I know a woman who is teetering on the edge of despair…divorce…five children…just a couple of dollars above poverty…loss of her parents…rebellion of her children… [ex’s] verbal attacks…My sweet friend needs the hope of God,” Angela Thomas emotes. That, too, no doubt, but what about some practical help with money and child care from her fellow believers?

What would be brave would be for more Christian women to start answering the real questions underneath one another’s emotional whines. 

How often does “Do you know I feel invisible?” really mean “Do you know I have a sick relative at home, and walking out to pay bills or buy groceries or wash laundry means leaving person alone for too long, and letting me drive agitates person so much it aggravates per symptoms, but person is still close enough to our reality to feel better after riding in the back of someone else’s car while I do those chores?” 

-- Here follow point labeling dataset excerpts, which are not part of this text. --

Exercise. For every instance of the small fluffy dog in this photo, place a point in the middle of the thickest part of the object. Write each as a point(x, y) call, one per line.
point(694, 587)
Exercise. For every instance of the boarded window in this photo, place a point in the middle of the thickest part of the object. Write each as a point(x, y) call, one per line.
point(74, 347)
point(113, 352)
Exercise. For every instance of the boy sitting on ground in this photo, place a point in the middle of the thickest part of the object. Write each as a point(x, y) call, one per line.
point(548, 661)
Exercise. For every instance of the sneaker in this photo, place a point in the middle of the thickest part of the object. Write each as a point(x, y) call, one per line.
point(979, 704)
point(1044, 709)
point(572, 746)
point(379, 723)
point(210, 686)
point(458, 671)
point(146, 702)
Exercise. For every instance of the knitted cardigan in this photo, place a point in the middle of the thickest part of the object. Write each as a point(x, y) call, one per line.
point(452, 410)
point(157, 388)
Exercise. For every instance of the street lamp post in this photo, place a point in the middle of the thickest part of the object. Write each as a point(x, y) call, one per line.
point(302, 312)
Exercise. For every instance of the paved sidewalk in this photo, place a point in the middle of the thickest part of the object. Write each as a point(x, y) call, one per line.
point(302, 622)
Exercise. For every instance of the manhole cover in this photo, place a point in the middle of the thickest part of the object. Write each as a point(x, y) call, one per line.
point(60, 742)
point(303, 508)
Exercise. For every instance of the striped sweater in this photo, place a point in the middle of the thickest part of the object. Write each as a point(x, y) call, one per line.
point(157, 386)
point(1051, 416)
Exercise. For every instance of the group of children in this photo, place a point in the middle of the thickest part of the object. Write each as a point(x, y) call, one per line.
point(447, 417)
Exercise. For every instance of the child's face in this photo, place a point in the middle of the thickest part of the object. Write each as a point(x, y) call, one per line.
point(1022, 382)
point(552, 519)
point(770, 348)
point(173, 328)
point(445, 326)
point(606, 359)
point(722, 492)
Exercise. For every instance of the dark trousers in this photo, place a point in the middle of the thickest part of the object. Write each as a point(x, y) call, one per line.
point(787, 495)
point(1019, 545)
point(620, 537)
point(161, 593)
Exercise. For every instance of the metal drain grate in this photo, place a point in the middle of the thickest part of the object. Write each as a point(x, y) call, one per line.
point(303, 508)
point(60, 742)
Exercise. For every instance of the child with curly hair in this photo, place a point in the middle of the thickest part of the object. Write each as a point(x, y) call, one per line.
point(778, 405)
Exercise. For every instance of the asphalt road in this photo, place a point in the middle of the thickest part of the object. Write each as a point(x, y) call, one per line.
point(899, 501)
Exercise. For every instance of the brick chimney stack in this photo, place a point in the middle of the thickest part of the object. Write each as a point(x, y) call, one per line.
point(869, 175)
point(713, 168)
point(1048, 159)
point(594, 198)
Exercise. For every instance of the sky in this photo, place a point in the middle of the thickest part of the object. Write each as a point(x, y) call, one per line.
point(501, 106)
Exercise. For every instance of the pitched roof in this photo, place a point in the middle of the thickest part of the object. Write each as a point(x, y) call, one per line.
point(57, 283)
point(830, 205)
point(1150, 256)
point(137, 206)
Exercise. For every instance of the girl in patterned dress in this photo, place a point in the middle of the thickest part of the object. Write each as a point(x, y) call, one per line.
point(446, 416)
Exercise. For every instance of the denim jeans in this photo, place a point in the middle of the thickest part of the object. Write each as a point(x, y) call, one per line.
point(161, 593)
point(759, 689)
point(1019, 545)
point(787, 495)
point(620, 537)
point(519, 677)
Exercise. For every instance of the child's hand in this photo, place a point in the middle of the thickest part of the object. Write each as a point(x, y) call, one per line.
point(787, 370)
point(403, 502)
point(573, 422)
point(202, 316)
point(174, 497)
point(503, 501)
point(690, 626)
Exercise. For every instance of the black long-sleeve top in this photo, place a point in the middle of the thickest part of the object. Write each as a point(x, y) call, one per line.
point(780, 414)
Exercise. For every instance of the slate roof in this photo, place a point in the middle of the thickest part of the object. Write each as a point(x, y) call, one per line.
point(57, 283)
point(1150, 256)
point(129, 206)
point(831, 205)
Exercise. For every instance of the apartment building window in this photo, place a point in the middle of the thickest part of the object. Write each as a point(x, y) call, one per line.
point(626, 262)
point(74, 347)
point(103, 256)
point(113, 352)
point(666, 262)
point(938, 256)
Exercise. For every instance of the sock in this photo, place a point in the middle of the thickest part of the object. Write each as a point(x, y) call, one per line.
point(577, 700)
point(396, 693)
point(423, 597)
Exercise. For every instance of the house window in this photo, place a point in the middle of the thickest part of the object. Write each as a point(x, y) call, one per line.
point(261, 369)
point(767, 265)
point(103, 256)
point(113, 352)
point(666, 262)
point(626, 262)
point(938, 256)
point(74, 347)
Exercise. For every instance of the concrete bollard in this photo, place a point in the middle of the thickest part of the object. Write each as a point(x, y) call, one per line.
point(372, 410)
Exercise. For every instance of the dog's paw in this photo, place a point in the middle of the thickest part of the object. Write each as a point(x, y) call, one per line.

The answer to that question has nothing to do with “Never mind, dear, God sees you,” which Christians of a certain age will recognize as the punch line of the old joke about what the Christian teenager said to the "date" who was more interested in physical than in spiritual matters. (He said, “My hands are cold and nobody loves me.” She said, “God loves you, and you can sit on your hands.” And the deeper message was: when Christians say “God loves you” they mean “I, on the other hand, find you repulsive.”) 

The answer is, of course, “I can be your chauffeur on Thursday.” I have seen dozens, if not hundreds, of church ladies who I’ve suspected would feel less lonely, ordinary, trembly, invisible, disappointed, etc. etc. etc., if they started giving the right answers—the ones that really express their spiritual beliefs and their emotions best, through action rather than words.